Le leader du Front Polisario, Brahim Ghali, n’est pas passé par la case contrôle du passeport le jour de son arrivée en Espagne, le 18 avril dernier, en provenance d’Algérie. C’est ce que révèle ce jeudi le site d’information El Español, publiant un extrait de la réponse adressée par le chef de la base aérienne militaire de Saragosse au juge d’instruction n°7 de l’Audiencia nacional de Madrid, Santiago Pedraz.


« Des ordres ont été reçus par voie téléphonique de la part de la section des Relations internationales de l’Etat-Major de l’Armée de l’Air pour que la personne voyageant à bord de l’avion ne passe pas le contrôle des passeport, ni par la douane, de sorte que l’on ignore l’identité des personnes à bord », lit-on sur le document révélé par nos confrères espagnols.
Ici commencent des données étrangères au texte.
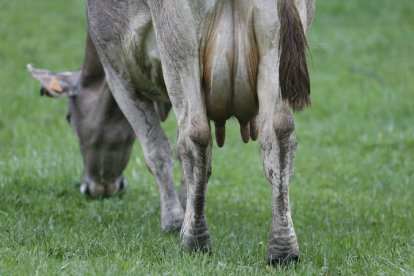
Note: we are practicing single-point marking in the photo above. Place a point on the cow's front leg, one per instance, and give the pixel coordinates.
(176, 29)
(143, 118)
Le général en question, José Luis Ortiz-Cañavate, ajoute également que selon l’information reçue par téléphone, « un patient voyageait avec un passeport algérien, sur une civière médicalisée et accompagné d’une personne ».


Le responsable militaire assure qu’à ce jour, les noms des passagers de l’avion restent inconnus car « les passeports n’ont pas été demandés ». Le général renchérit que l’ordre transmis par l’Etat-Major de l’Armée de l’Air avait été transmis à celui-ci par le cabinet de la ministre des Affaires étrangères, de l’Union européenne et de la coopération, Arancha Gonzalez Laya.


Mais si la base aérienne de Saragosse dispose d’un protocole d’opération selon lequel tous les aéronefs étrangers en provenance de pays hors-Zone Schengen qui y atterrissent doivent passer par le contrôle des passeports et se soumettre à la supervision des forces de sécurité de l’État, des sources diplomatiques ont précisé à El Español que « les passeports diplomatiques dont disposent les passagers d’un vol officiel ne sont pas soumis à un contrôle à l’arrivée, en vertu d’un accord avec différents pays, dont l’Algérie ». En revanche, ils sont obligés de les présenter si les autorités compétentes l’exigent.


Cette réponse fait suite à une ordonnance adressée par le juge Pedraz à la Commanderie militaire aérienne de l’aéroport de Saragosse, le 11 juin dernier, comportant un total de neuf interrogations, afin d’éclaircir les faits sur l’arrivée de Brahim Ghali sur le sol espagnol, notamment pour savoir si ce dernier était entré ou non sous fausse identité sur le territoire.